Results: Overall, 103 patients (81% female) were diagnosed with GD from 2000-2015 at median age 13 (range 2-18) years. Age at diagnosis did not differ between racial/ethnic groups or by insurance status. After primary ATD treatment, 11 (10.7%) patients entered remission at median 22 (range 3-126) months; 16 (15.5%) underwent RAI at median age 11 years; 34 (33.0%) underwent total thyroidectomy at median age 12 years; 45 (43.7%) continued ATD treatment only, with 23 (51.1%) of these continuing beyond 2 years. Type of treatment elected was independent of age at diagnosis, ophthalmopathy, insurance status and race/ethnicity. The likelihood of pursuing definitive treatment increased with age (OR: 2.6, p=0.01) and intolerance to ATD (OR: 174, p=0.01); patients with an earlier age at diagnosis trended toward greater likelihood of pursuing definitive treatment (OR: 1.8, p=0.06). Likelihood of remission was independent of all tested variables.

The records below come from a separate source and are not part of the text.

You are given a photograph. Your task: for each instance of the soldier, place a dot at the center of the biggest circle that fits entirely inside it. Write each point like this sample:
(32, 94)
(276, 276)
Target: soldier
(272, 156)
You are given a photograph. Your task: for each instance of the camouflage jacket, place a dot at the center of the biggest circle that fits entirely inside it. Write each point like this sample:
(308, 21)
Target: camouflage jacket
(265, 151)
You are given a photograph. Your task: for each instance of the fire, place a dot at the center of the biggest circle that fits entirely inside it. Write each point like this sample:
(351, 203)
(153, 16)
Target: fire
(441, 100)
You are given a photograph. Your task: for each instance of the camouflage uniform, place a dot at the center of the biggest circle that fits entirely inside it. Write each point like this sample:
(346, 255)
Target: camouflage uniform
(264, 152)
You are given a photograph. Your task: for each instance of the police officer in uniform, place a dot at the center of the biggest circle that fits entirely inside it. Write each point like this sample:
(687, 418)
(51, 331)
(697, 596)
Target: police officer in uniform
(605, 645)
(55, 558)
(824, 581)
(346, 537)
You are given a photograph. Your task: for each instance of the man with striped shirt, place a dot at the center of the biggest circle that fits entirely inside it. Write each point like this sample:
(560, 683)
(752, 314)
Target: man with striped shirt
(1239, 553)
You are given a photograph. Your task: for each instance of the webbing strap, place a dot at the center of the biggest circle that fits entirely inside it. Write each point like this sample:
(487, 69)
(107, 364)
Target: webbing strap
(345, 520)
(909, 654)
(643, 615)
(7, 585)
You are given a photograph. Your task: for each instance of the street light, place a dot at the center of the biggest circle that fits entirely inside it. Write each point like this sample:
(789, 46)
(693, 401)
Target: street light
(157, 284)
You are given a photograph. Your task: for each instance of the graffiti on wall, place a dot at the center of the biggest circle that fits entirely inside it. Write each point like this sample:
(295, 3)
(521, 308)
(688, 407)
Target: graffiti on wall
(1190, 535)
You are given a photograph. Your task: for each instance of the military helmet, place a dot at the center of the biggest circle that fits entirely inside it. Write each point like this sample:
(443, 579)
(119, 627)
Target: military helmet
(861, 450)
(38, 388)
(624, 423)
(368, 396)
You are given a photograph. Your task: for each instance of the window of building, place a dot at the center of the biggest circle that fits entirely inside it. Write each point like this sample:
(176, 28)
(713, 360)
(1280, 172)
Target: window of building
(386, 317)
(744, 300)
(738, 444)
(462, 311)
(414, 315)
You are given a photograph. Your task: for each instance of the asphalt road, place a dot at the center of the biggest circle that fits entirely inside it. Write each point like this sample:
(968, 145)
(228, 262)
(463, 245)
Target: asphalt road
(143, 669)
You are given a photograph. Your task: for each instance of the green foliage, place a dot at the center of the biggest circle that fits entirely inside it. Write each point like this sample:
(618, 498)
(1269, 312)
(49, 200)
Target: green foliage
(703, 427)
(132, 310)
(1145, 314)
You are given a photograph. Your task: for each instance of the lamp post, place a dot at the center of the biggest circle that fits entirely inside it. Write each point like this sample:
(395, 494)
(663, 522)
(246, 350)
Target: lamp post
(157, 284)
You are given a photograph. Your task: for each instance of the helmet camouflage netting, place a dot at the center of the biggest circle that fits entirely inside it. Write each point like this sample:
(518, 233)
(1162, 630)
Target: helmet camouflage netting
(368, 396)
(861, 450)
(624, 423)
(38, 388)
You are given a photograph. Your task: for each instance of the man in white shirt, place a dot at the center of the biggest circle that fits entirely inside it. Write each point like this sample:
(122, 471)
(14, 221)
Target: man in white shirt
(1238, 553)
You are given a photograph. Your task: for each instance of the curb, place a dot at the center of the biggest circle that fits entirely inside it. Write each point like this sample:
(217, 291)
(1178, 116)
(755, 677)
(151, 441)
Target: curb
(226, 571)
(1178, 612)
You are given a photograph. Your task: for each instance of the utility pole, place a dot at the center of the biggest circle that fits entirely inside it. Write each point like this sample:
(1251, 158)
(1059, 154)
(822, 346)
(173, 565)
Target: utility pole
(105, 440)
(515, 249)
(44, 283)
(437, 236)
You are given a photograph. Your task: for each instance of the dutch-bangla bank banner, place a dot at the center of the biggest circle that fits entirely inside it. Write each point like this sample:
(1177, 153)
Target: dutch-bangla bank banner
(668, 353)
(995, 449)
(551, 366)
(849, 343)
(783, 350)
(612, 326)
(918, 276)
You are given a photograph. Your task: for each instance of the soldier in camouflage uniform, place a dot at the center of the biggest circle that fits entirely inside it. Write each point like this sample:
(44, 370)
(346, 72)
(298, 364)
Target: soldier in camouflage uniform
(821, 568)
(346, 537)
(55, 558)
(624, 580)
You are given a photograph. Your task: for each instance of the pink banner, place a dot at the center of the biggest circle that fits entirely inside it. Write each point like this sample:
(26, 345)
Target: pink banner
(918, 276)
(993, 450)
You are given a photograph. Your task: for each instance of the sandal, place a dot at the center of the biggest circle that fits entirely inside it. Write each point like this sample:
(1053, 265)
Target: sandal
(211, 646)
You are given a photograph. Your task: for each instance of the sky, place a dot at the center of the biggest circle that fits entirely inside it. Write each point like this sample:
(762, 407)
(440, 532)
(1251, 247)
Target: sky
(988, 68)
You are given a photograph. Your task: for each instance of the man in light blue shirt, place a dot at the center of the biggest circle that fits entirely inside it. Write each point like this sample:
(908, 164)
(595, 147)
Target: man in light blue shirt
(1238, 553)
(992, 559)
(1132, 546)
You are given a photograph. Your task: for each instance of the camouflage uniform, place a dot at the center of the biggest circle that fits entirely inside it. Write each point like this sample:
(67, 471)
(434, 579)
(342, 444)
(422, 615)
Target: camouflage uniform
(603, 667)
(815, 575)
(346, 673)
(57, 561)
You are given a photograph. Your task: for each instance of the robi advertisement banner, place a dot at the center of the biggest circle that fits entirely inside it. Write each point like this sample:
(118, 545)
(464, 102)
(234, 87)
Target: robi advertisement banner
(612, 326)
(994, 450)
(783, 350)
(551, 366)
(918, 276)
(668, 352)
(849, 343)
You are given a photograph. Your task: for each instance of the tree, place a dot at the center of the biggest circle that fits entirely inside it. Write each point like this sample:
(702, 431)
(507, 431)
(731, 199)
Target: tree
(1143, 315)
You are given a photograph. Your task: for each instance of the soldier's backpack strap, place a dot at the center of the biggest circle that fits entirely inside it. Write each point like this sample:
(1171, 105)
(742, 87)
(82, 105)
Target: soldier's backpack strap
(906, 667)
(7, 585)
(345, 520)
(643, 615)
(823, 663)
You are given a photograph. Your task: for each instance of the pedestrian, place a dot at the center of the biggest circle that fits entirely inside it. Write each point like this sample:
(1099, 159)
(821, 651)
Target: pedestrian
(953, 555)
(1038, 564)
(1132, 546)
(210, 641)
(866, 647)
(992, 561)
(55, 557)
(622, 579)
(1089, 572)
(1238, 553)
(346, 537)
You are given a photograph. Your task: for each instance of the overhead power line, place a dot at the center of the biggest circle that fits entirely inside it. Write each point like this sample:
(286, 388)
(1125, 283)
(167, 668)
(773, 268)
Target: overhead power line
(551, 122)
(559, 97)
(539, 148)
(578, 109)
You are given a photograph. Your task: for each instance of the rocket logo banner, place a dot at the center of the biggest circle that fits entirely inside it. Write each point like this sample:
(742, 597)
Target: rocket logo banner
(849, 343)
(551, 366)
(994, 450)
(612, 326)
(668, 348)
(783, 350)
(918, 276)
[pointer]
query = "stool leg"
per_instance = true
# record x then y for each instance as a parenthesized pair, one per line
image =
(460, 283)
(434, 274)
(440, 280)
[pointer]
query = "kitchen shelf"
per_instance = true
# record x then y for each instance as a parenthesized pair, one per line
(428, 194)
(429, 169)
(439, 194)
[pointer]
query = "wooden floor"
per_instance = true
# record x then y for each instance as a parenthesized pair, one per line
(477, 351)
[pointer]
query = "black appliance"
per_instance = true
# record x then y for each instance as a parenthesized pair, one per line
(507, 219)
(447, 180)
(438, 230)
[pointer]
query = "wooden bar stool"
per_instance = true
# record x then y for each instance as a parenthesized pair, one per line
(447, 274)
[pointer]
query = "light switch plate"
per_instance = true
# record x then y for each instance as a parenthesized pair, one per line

Conclusion:The management of pediatric GD is heterogeneous. Age at diagnosis and type of treatment elected were not impacted by socioeconomic status. Less than 50% of patients undergo definitive therapy (RAI or surgery) in spite of the low incidence of remission with ATD therapy alone. Increasing age and intolerance to ATD therapy increase the likelihood of pursuing definitive treatment. As pediatric GD is relatively rare, a prospective multicenter trial would be ideal to determine the optimal treatment algorithm for this patient population.